Montréal (Québec), 1954
Composer • facteur d’instrument de musique

After studying harpsichord performance at Université de Montréal, Yves Beaupré devoted himself to the building of harpsichords, which involved historical research and acoustic research on timbres and materials. For the last twenty years he has been making harpsichords, spinets, and virginals in his Montréal workshop with the art and mastery that have earned him an international reputation. His instruments can be found in several North American and European cities. He has built some hundred instruments to date.

As a musical advisor, a recording advisor, and a harpsichord and piano tuner, he has played a part in about thirty album recordings as well as in radio broadcasts.

Yves Beaupré is primarily concerned with tone. His constant work on sound has inevitably made him attentive to sound quality and to the pleasure of creation.

Fascinated by sound recording, in 1985 — the dawn of computer applications and samplers — he set up the small home studio that would allow him to carry out a wide range of sound research. He did work on frequency analysis and musical composition, experiments which would quickly lead him into electroacoustic music.
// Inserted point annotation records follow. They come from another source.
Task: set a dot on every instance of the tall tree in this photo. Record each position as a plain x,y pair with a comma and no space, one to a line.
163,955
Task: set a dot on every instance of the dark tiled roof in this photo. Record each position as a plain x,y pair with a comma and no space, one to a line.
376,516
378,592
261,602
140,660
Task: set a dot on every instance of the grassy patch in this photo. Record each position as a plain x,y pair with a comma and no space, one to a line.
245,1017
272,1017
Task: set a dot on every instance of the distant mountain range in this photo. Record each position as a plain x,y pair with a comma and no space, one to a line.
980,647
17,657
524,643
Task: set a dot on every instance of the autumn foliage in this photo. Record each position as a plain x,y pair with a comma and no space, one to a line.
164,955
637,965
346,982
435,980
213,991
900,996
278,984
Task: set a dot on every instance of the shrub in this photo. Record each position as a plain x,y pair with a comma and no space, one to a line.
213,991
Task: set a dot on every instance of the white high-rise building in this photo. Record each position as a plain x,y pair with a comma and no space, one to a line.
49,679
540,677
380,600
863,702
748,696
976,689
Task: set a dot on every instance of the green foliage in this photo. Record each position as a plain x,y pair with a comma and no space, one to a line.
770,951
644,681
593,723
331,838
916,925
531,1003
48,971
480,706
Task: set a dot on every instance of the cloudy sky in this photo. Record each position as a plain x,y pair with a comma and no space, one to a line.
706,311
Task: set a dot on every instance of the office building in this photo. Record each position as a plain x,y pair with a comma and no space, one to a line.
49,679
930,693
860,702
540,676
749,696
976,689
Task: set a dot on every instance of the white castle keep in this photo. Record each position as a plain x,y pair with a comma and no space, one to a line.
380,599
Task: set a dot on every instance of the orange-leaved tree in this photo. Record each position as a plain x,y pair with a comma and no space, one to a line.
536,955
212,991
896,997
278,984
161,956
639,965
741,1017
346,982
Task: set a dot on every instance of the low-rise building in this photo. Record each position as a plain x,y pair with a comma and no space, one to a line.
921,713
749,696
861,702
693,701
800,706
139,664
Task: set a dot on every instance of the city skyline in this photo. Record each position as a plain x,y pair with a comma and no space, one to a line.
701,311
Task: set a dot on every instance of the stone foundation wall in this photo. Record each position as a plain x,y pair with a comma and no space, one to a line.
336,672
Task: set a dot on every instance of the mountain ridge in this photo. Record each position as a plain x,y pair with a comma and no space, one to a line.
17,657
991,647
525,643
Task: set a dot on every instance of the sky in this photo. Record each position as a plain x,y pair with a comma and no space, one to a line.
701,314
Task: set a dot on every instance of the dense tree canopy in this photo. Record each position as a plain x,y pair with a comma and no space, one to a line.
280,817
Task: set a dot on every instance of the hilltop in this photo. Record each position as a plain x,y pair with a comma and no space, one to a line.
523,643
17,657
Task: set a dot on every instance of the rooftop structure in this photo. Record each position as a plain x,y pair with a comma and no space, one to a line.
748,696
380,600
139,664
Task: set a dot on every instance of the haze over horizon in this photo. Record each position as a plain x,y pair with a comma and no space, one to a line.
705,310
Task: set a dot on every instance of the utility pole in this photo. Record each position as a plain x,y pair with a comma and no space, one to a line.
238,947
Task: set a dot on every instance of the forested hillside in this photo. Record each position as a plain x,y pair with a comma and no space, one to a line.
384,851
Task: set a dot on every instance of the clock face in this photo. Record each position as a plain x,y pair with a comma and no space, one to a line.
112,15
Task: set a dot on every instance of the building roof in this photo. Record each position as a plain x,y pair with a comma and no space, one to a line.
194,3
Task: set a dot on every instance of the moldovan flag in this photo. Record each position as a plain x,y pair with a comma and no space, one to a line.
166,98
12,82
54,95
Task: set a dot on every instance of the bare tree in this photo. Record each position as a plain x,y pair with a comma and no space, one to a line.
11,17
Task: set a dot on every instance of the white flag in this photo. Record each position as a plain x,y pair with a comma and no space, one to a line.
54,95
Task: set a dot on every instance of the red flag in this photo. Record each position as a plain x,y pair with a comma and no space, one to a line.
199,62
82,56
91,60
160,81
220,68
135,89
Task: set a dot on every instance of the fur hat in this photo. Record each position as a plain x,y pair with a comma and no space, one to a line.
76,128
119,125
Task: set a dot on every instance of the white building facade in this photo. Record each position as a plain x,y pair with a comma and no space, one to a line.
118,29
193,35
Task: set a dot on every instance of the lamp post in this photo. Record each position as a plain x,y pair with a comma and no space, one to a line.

Although building harpsichords still takes up a great deal of his time and energy, Yves Beaupré is devoting himself more and more to electroacoustic composition, a passion that has brought him even closer to music.

A few years ago, in collaboration with Édouard Lock, he had the opportunity to help set up a magnetic pickup system for harpsichord and then conduct sound research used for the LaLaLa Human Steps dance company’s performance entitled 2. In the summer of 2000, he composed some of the background music for a show entitled C.O.K.E., which was performed at Usine C, in Montréal.